Considering the peculiarities of the Russian statistical system, an integrated indicator of waste management has been developed. This indicator is a mixed factor model. It consists of three factors that characterize the economic, environmental, and social components. The economic component is the rate of investment in fixed assets to protect the environment from pollution by production and consumption waste; it characterizes compliance with the principles of a circular and green economy. The environmental component is the rate of production and consumption waste generation; it characterizes compliance with the principles of non-waste production. The social component is the rate of use and disposal of production and consumption waste; it characterizes compliance with the principles of responsible production and consumption.
Analysis of sustainable waste management includes three stages—assessment, diagnostics, and forecasting changes in the integral indicator of waste management. This indicator allows us to determine if a waste management system is sustainable or non-sustainable. A deterministic factor model based on the method of chain substitutions is proposed to diagnose the integral indicator of waste management and measure the influence of individual factors on its change.
Our developed indicator can become the basis for managerial decisions to develop a sustainable model of waste management, as it allows identification and correction of imbalances between environmental, social, and economic factors in waste management situations.
Additionally, a key feature of this approach is its dynamic nature.

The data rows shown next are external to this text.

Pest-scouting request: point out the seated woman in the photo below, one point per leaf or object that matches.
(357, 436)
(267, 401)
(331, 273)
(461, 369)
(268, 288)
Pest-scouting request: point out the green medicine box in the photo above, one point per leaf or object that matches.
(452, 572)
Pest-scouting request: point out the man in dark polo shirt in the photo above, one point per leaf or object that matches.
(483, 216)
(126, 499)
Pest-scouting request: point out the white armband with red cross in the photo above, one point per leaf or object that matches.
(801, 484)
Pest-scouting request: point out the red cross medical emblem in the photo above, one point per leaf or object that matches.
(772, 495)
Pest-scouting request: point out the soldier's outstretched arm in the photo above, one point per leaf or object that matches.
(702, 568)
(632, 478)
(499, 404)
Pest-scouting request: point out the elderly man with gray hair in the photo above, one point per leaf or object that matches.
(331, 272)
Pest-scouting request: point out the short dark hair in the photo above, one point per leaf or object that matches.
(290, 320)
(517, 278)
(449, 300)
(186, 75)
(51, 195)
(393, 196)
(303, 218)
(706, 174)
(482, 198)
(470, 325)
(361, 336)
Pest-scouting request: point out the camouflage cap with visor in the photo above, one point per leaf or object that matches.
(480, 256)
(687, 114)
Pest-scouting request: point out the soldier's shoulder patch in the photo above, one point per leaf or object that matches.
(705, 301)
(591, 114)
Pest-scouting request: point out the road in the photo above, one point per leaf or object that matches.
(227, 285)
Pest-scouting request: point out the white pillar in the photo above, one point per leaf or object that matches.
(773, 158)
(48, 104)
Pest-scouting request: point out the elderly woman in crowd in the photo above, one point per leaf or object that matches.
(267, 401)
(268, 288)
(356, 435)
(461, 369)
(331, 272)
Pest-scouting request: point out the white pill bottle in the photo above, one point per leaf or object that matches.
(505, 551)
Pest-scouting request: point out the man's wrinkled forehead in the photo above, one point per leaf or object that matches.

To determine the integral indicator of sustainable/unstable waste management, the rates of factors changing—namely the waste generation, the waste management, and its disposal—the investments in environmental protection from waste pollution have been taken into account.
The proposed approach can become the basis for managerial decisions in the economic, environmental, and social spheres to develop a sustainable model of waste management. The developed indicator and approach can be used in other countries, especially in countries with a similar gross value added structure.

Author Contributions

Conceptualization, E.L. and T.K.; data curation, E.L.; formal analysis, E.L. and T.K.; investigation, T.K.; methodology, T.K. and E.L.; project administration, T.K.; resources, E.L. and T.K.; software, E.L. and T.K.; supervision, T.K.; validation, E.L.; writing—original draft, E.L.; writing—review & editing, T.K. All authors have read and agreed to the published version of the manuscript.

Funding

This research received no external funding.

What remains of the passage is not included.